The algorithm was built on clinical need and expert opinion, and did not consider barriers such as homebound status or insurance, Bowles says.
After integrating the decision support tool in the EHR, case managers need instruction on how to use the tool. Optimally, they were involved in the integration process and were familiar with and supportive of the tool.
“We educated case managers about the algorithm, how we developed it, how it worked,” Bowles explains. “We find out how they want to receive the information, which information they want, and where in their workflow they could review it.”
Then, the program sent case managers a spreadsheet, twice daily, of their patients and algorithm advice.
Investigators found the patients who refused the services were twice as likely to be readmitted within both 30 days and 60 days, compared with those who accepted the referral.3
The reports can be sent to case managers at any time and as many times a day as desired. Using the information, case managers can help patients and their families prepare for a post-acute referral by introducing the idea that the patient may be sent to a skilled nursing facility or need home health services after leaving the hospital, Bowles says.
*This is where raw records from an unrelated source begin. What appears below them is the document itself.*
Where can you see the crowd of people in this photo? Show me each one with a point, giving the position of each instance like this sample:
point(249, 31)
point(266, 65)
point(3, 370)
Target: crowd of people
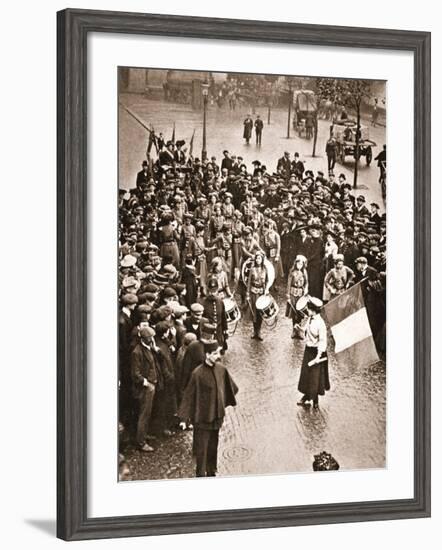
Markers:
point(186, 229)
- Bowles KH, Ratcliff SJ, Holmes JH, et al. Using a decision support algorithm for referrals to post-acute care. J Am Med Dir Assoc 2019;20:408-413.
- Bowles KH, Ratcliffe SJ, Naylor MD, et al. Nurse generated HER data supports post-acute care referral decision making: Development and validation of a two-step algorithm. AMIA Annu Symp Proc 2018;2017:465-474.
- Keim SK, Bowles KH. Comparison of algorithm advice for post-acute care referral to usual clinical decision-making: Examination of 30-day acute healthcare utilization. AMIA Annu Symp Proc 2018;2017:1051-1059.